Gender roles can also become a source of jealousy, especially if they are strictly divided between boys and girls. The order of birth can also be hard to accept. “I was the last of five girls, and then eight years later, my parents finally had a boy, no one expected,” recalls Elizabeth “They were overjoyed and I felt dethroned and demeaned because I was a girl and no longer the baby of the family. I turned into a real tomboy, constantly seeking my parents’ attention so they would understand that I still needed to be noticed by them.”

Another troubling situation is a sick or disabled child. Here again, we must resisting imprisoning the child in this situation or turn him into a burden for his brothers or sisters. Perceiving a sick child only through a prism of his “condition” can only increase the number of eventual problems.His siblings will feel jealous of him, because he takes all of the parents’ time and attention.
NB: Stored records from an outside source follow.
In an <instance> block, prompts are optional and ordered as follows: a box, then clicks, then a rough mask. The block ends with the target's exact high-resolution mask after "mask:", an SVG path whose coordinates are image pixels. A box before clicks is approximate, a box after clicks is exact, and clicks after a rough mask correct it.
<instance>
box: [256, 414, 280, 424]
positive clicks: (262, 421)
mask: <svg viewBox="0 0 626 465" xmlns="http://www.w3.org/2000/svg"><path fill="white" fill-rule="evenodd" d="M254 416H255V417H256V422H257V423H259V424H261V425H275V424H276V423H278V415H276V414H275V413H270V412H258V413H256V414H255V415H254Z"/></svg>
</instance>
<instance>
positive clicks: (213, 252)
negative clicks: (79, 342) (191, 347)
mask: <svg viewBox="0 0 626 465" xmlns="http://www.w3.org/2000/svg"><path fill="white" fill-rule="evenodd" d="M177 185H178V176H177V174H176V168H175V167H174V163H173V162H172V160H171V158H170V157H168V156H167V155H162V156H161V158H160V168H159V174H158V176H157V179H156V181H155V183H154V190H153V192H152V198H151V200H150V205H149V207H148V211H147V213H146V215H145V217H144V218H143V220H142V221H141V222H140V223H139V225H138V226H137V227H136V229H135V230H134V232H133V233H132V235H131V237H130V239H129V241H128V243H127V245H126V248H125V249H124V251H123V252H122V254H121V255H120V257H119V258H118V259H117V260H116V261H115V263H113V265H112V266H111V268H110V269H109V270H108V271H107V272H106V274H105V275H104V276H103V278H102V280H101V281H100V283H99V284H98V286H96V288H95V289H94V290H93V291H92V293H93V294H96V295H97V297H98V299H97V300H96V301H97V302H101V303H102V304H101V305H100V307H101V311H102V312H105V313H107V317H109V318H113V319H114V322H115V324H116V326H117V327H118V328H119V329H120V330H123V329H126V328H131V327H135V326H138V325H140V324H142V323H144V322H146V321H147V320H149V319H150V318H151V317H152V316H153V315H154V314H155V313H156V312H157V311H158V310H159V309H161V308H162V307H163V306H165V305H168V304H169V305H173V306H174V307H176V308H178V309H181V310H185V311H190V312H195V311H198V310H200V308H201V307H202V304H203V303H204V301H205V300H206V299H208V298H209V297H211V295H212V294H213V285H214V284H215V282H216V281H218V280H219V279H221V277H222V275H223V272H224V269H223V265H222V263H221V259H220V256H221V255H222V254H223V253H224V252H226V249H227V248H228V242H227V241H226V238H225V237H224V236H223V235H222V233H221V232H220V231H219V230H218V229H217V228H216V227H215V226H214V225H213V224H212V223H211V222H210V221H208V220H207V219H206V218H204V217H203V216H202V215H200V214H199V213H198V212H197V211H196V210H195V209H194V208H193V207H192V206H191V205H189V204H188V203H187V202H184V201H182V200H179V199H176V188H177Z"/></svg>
How to help a jealous child to change his or her outlook

With the right attitude and the right words, parents can help to reduce the number and the intensity of jealousy fits. But the only real remedy is to fight the sadness the jealous child is feeling when his sibling gets something he doesn’t have. In order to rejoice in his sibling’s success, the child has to have self-esteem and realize that the success of his sibling doesn’t deprive him of anything. The love of his parents is not a cake that must be shared.

Educating a jealous child is a long process. Elizabeth remembers the special moments she spent with each of her children at bedtime. “I was trying to show them that jealousy prevents them from feeling happy. And they told me about their fears and fell asleep feeling more free.” To help her children to develop positive feelings toward each other, Anne experimented with an original formula. “My husband and I gathered our three sons (14 to 18) and their 6-year-old sister around the table, and my husband asked each of them to tell what they liked about each other. When the answers were too vague, we asked them to be more specific. For the older ones, it was a great way to discover that they could appreciate each other despite all the fighting.”

No situation remains frozen in time. It is true that relationships between siblings evolve. It is sometimes when we least expected it that things change. But we should not forget about the strength offered to us by the sacrament of forgiveness or the precious help of a prayer that children recite for their brothers and sisters, as well as that of the parents for their children.